>> preemptive infrastructure build-up <<
China's railway infrastructure investment may double in the second half of this year from the first six months, aiding efforts to reverse a slowdown in the world's second-biggest economy.
Full-year spending will be 448.3 billion yuan ($70.3 billion), according to a statement dated July 6 on the website of the National Development and Reform Commission's Anhui branch. That indicates about 300 billion yuan of investment in the second half, up from about 148.7 billion yuan in the first.
China's fixed-asset investment has already started to pick up and a jump in spending on railway construction would echo the stimulus rolled out during the global financial crisis.
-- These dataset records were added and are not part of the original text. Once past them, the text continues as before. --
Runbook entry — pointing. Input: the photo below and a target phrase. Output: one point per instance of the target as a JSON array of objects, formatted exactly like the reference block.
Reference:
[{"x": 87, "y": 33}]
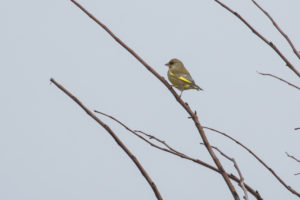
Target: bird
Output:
[{"x": 179, "y": 76}]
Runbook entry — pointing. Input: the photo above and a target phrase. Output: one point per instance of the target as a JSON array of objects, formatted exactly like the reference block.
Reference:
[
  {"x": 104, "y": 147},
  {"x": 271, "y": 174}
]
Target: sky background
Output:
[{"x": 50, "y": 149}]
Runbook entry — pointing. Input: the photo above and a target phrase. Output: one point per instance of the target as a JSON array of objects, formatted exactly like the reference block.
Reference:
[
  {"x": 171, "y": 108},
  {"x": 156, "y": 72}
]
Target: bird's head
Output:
[{"x": 173, "y": 63}]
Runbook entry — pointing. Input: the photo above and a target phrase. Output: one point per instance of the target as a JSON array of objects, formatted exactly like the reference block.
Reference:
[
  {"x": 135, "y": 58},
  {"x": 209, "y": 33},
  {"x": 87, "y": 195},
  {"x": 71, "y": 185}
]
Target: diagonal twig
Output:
[
  {"x": 118, "y": 141},
  {"x": 175, "y": 152},
  {"x": 265, "y": 74},
  {"x": 177, "y": 97},
  {"x": 257, "y": 158},
  {"x": 293, "y": 157},
  {"x": 242, "y": 180},
  {"x": 272, "y": 45},
  {"x": 278, "y": 28}
]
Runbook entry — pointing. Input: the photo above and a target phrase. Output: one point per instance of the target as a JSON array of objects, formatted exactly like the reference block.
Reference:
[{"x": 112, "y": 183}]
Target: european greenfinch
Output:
[{"x": 180, "y": 77}]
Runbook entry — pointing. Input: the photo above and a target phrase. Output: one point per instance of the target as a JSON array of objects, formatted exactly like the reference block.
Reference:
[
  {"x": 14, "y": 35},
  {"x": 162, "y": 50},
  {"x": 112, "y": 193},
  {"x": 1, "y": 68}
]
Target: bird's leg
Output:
[{"x": 180, "y": 93}]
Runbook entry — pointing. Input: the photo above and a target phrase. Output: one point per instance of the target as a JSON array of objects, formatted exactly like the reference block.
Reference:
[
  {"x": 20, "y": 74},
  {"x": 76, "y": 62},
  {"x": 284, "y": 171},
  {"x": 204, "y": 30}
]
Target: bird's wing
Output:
[{"x": 185, "y": 78}]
A decline in foreign direct investment reported by Vice Commerce Minister Wang Chao in Hong Kong yesterday underscored the toll that Europe's debt woes and austerity measures are taking on Asia's largest economy.
"China's stimulus may be stronger than the market has expected," said Zhang Zhiwei, a Hong Kong-based economist for Nomura Holdings Inc. who formerly worked for the International Monetary Fund. "There will be more positive signs in the coming months to confirm that China's pro-growth policies are taking effect."
Premier Wen Jiabao warned that the nation doesn't yet have the momentum for a stable recovery, the official Xinhua News Agency reported on July 15. Foreign direct investment dropped 3 percent in the first six months from a year earlier, Xinhua News Agency reported yesterday, citing Wang.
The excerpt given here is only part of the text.